Wouldn't it be better and straightforward to just fetch the repo from Github and do docker-compose commands? Is there a "cleaner" or "proper" way of doing it? Thanks in advance!


Solution

  • The only thing you should need to copy to the remote system is the docker-compose.yml file. And even that is technically optional, since Compose just wraps basic Docker commands; you could manually docker network create and then docker run the two containers without copying anything at all.

    For this setup it's important to delete the volumes: that require a copy of the application code to overwrite the image's content. You also shouldn't need an override command:. For the deployment you'd need to replace build: with image:.

    version: "3.8"
    services:
      db: *from-the-question
      web:
        image: registry.example.com/me/web:${WEB_TAG:-latest}
        ports:
          - "3000:3000"
        depends_on:
          - db
        environment: *web-environment-from-the-question
        # no build:, command:, volumes:
    

    In a Compose setup you could put the build: configuration in a parallel docker-compose.override.yml file that wouldn't get copied to the deployment system.


    So what?
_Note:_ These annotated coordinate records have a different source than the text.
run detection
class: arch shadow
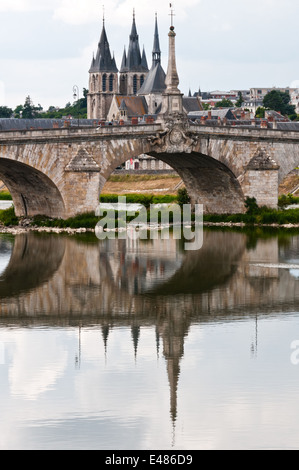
[0,158,65,217]
[0,233,65,299]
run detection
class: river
[0,229,299,450]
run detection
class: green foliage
[245,197,259,215]
[100,194,177,209]
[22,96,42,119]
[278,193,299,207]
[0,106,13,118]
[215,98,234,108]
[31,212,99,229]
[0,191,12,201]
[0,207,19,227]
[177,188,191,207]
[263,90,296,115]
[255,106,266,119]
[236,91,244,108]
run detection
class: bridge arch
[100,139,245,214]
[0,158,65,217]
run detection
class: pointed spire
[131,325,140,360]
[165,26,180,94]
[141,46,148,70]
[120,46,128,73]
[153,13,161,65]
[130,8,139,40]
[127,10,148,72]
[89,17,118,73]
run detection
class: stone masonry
[0,120,299,218]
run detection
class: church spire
[90,17,118,73]
[127,9,148,72]
[153,13,161,66]
[161,4,186,119]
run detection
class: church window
[133,75,138,95]
[102,73,107,91]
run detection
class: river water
[0,229,299,450]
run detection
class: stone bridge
[0,120,299,218]
[0,22,299,218]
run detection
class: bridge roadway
[0,121,299,218]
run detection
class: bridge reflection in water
[0,230,299,432]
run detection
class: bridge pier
[240,149,280,209]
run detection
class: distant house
[188,108,236,122]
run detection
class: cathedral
[87,12,202,121]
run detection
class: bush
[0,191,12,201]
[177,188,191,207]
[0,207,19,227]
[245,197,259,214]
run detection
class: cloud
[0,81,5,106]
[0,0,57,12]
[54,0,201,26]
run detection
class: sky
[0,0,299,110]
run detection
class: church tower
[87,19,118,120]
[119,10,149,96]
[137,14,166,114]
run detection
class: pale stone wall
[0,123,299,217]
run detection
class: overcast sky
[0,0,299,109]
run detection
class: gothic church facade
[87,13,166,120]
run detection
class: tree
[0,106,13,118]
[22,96,41,119]
[14,104,24,119]
[236,91,244,108]
[215,98,234,108]
[255,106,266,119]
[263,90,296,115]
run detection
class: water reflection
[0,230,299,448]
[0,231,299,324]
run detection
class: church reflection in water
[0,230,299,422]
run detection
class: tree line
[204,90,299,121]
[0,88,88,119]
[0,88,299,120]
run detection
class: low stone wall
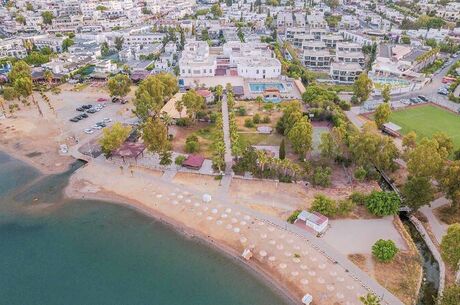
[409,215,446,296]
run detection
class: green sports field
[390,105,460,148]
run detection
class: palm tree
[160,112,173,135]
[43,70,53,86]
[359,293,380,305]
[175,99,184,118]
[256,150,269,172]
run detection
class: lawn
[390,105,460,149]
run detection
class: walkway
[420,197,449,244]
[222,95,233,176]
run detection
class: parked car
[418,95,428,102]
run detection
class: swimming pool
[249,83,286,93]
[264,97,281,104]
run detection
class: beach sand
[66,159,374,304]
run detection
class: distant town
[0,0,460,305]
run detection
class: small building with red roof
[182,155,204,170]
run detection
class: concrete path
[420,197,449,244]
[323,216,407,255]
[222,95,233,175]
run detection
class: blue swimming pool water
[249,83,286,93]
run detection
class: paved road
[367,58,460,112]
[420,197,449,244]
[222,95,233,175]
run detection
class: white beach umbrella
[202,194,212,202]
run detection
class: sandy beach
[66,159,380,304]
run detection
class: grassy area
[390,105,460,149]
[240,133,283,146]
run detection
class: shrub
[176,118,192,127]
[438,285,460,305]
[353,166,367,182]
[441,223,460,268]
[310,195,337,216]
[279,138,286,160]
[287,210,302,223]
[237,106,246,116]
[244,118,254,128]
[174,155,186,166]
[337,199,356,216]
[372,239,398,263]
[185,137,200,154]
[252,113,260,124]
[312,166,332,187]
[366,191,400,216]
[348,192,368,205]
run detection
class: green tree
[107,74,131,98]
[438,285,460,305]
[359,293,381,305]
[374,103,391,128]
[311,166,332,187]
[432,131,454,158]
[134,75,167,121]
[288,117,313,158]
[101,41,110,57]
[402,176,435,210]
[366,191,400,216]
[142,118,171,154]
[441,223,460,269]
[353,72,373,104]
[211,3,222,18]
[99,122,131,157]
[349,123,399,171]
[310,195,337,217]
[382,84,391,103]
[42,11,54,24]
[372,239,398,263]
[407,138,444,178]
[114,36,125,51]
[62,38,74,52]
[182,89,205,120]
[279,138,286,160]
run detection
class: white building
[329,62,363,84]
[179,41,217,77]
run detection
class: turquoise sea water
[0,153,288,305]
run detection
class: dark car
[418,95,428,102]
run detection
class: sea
[0,152,290,305]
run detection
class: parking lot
[50,84,133,143]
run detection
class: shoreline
[0,143,75,176]
[63,180,301,305]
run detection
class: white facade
[179,41,217,77]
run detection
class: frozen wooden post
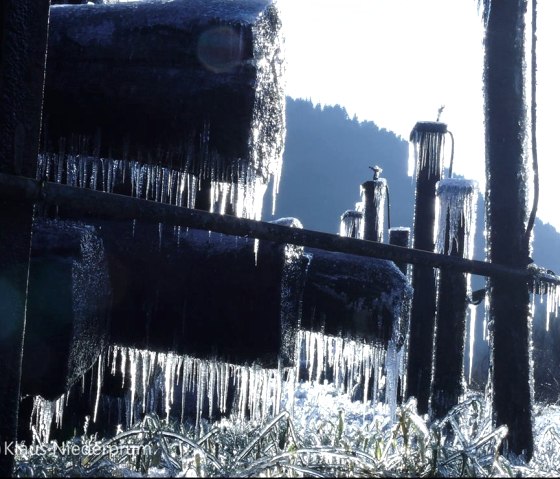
[430,179,477,419]
[389,227,410,276]
[484,0,533,461]
[361,166,387,243]
[407,122,447,414]
[0,0,49,477]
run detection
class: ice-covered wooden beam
[43,0,285,216]
[0,173,560,285]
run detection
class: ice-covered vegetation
[15,383,560,477]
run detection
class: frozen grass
[12,384,560,477]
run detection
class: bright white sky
[277,0,560,231]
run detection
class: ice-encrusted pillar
[484,0,533,460]
[430,179,477,419]
[407,122,447,414]
[360,166,387,243]
[0,0,49,477]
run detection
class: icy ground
[12,383,560,477]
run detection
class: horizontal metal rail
[0,173,560,285]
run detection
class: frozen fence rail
[0,173,560,286]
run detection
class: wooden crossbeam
[0,173,560,285]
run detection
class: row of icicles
[37,154,267,220]
[30,331,405,442]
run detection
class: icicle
[435,178,478,259]
[93,354,103,422]
[384,339,399,423]
[408,122,447,180]
[468,304,476,384]
[296,331,385,399]
[339,210,364,239]
[129,349,138,428]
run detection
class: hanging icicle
[338,210,364,239]
[435,178,478,259]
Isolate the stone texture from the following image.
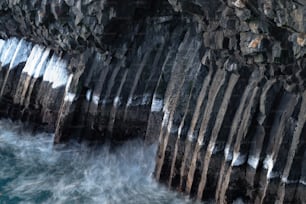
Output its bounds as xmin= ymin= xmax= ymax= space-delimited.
xmin=0 ymin=0 xmax=306 ymax=203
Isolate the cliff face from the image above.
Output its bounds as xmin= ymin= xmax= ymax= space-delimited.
xmin=0 ymin=0 xmax=306 ymax=203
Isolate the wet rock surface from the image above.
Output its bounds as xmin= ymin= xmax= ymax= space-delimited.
xmin=0 ymin=0 xmax=306 ymax=203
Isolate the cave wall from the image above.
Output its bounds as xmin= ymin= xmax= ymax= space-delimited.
xmin=0 ymin=0 xmax=306 ymax=203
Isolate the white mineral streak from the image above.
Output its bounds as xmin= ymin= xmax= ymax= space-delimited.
xmin=263 ymin=155 xmax=274 ymax=178
xmin=126 ymin=97 xmax=133 ymax=107
xmin=0 ymin=38 xmax=19 ymax=66
xmin=64 ymin=92 xmax=75 ymax=102
xmin=232 ymin=152 xmax=247 ymax=166
xmin=162 ymin=109 xmax=170 ymax=127
xmin=113 ymin=96 xmax=120 ymax=107
xmin=0 ymin=39 xmax=5 ymax=51
xmin=248 ymin=155 xmax=259 ymax=169
xmin=22 ymin=45 xmax=43 ymax=76
xmin=92 ymin=94 xmax=100 ymax=105
xmin=33 ymin=49 xmax=50 ymax=78
xmin=86 ymin=89 xmax=92 ymax=102
xmin=151 ymin=96 xmax=164 ymax=112
xmin=64 ymin=74 xmax=75 ymax=103
xmin=43 ymin=55 xmax=68 ymax=89
xmin=141 ymin=93 xmax=151 ymax=106
xmin=224 ymin=145 xmax=233 ymax=161
xmin=9 ymin=39 xmax=32 ymax=69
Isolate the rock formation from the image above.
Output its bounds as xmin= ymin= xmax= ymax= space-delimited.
xmin=0 ymin=0 xmax=306 ymax=203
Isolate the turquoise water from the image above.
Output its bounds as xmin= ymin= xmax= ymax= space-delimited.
xmin=0 ymin=120 xmax=196 ymax=204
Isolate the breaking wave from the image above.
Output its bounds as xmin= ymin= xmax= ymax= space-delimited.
xmin=0 ymin=120 xmax=196 ymax=204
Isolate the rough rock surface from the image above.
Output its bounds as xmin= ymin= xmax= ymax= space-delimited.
xmin=0 ymin=0 xmax=306 ymax=203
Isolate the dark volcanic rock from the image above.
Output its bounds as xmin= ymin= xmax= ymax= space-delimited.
xmin=0 ymin=0 xmax=306 ymax=203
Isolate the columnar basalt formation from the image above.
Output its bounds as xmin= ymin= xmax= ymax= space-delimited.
xmin=0 ymin=0 xmax=306 ymax=203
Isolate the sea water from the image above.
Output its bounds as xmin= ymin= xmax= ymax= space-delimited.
xmin=0 ymin=120 xmax=198 ymax=204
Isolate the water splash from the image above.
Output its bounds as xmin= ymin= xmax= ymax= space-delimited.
xmin=0 ymin=120 xmax=196 ymax=204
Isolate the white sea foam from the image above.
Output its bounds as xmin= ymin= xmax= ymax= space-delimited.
xmin=0 ymin=120 xmax=193 ymax=204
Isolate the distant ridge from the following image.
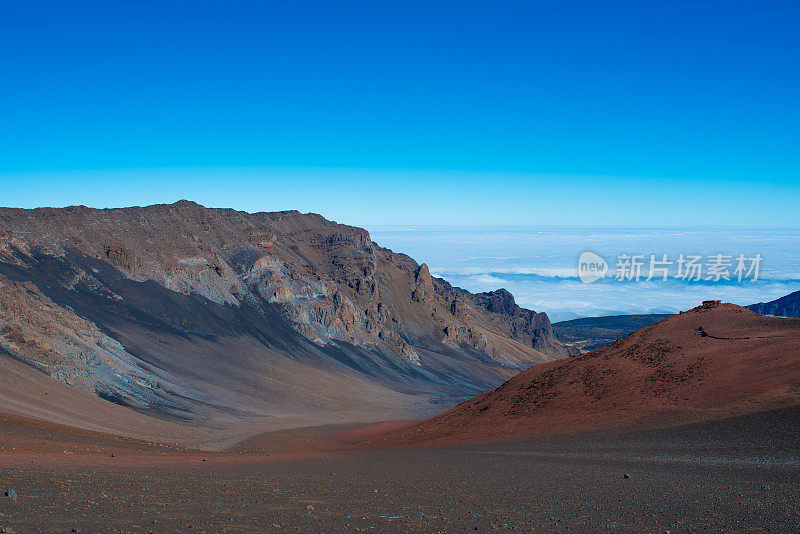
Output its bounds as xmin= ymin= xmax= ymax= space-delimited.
xmin=747 ymin=291 xmax=800 ymax=317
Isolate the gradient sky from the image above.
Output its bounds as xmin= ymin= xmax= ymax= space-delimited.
xmin=0 ymin=0 xmax=800 ymax=225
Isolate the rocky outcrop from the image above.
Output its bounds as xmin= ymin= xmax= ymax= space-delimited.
xmin=0 ymin=201 xmax=568 ymax=418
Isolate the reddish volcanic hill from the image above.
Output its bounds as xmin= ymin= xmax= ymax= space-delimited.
xmin=380 ymin=301 xmax=800 ymax=444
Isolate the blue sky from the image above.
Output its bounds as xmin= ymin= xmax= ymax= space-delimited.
xmin=0 ymin=1 xmax=800 ymax=225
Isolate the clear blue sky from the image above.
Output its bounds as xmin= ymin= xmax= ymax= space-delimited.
xmin=0 ymin=0 xmax=800 ymax=225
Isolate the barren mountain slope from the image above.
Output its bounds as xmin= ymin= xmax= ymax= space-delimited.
xmin=382 ymin=303 xmax=800 ymax=444
xmin=0 ymin=201 xmax=568 ymax=440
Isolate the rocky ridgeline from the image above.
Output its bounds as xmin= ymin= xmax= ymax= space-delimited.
xmin=0 ymin=201 xmax=568 ymax=410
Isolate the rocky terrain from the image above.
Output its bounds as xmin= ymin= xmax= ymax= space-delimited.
xmin=377 ymin=301 xmax=800 ymax=445
xmin=553 ymin=313 xmax=669 ymax=353
xmin=747 ymin=291 xmax=800 ymax=317
xmin=0 ymin=201 xmax=572 ymax=444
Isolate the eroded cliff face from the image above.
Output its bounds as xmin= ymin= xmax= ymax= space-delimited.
xmin=0 ymin=201 xmax=567 ymax=422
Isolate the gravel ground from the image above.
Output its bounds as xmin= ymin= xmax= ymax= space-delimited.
xmin=0 ymin=411 xmax=800 ymax=533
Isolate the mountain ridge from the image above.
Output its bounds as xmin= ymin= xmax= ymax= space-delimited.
xmin=0 ymin=200 xmax=569 ymax=444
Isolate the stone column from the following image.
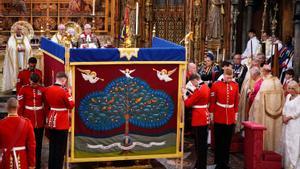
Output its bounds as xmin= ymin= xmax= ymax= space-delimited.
xmin=293 ymin=0 xmax=300 ymax=80
xmin=243 ymin=121 xmax=266 ymax=169
xmin=242 ymin=0 xmax=253 ymax=50
xmin=230 ymin=0 xmax=240 ymax=55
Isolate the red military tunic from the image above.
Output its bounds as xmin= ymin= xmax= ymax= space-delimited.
xmin=209 ymin=81 xmax=239 ymax=125
xmin=44 ymin=84 xmax=74 ymax=130
xmin=0 ymin=116 xmax=35 ymax=169
xmin=18 ymin=85 xmax=45 ymax=128
xmin=184 ymin=84 xmax=210 ymax=126
xmin=16 ymin=69 xmax=42 ymax=93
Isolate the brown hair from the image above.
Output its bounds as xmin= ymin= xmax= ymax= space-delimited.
xmin=224 ymin=67 xmax=233 ymax=76
xmin=288 ymin=80 xmax=300 ymax=94
xmin=6 ymin=97 xmax=18 ymax=111
xmin=56 ymin=72 xmax=68 ymax=79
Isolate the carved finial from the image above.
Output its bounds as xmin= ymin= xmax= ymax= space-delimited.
xmin=152 ymin=24 xmax=156 ymax=37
There are a couple of good reasons to structure things this way.

    A forward-looking answer involves clustered container managers like Kubernetes, Nomad, or Amazon's proprietary ECS. In these a container runs somewhere in a cluster of indistinguishable machines, and the only way you have to copy the application code in is by pulling it from a registry. In these setups you don't copy any files anywhere but instead issue instructions to the cluster manager that some number of copies of the image should run somewhere.

    Another good reason is to support rolling back the application. In the Compose fragment above, I refer to an environment variable ${WEB_TAG}. Say you push out one build a day and you give each a date-stamped tag; registry.example.com/me/web:20220220. But, something has gone wrong with today's build! While you figure it out, you can connect to the deployment machine and run

    WEB_TAG=20220219 docker-compose up -d
    

    and instantly roll back, again without trying to check out anything or copy the application.

    In general, using Docker, you want to make the image as self-contained as it can be, though still acknowledging that there are things like the database credentials that can't be "baked in". So make sure to COPY the code in, don't override the code with volumes:, do set a sensible CMD. You should be able to start with a clean system with only Docker installed and nothing else, and docker run the image with only Docker-related setup. You can imagine writing a shell script to run the docker commands, and the docker-compose.yml file is just a declarative version of that.


    Finally remember that you don't have to use Docker. You can use a general-purpose system-management tool like Ansible, Salt Stack, or Chef to install Ruby on to the target machine and manually copy the code across. This is a well-proven deployment approach. I find Docker simpler, but there is the assumption that the code and all of its dependencies are actually in the image and don't need to be separately copied.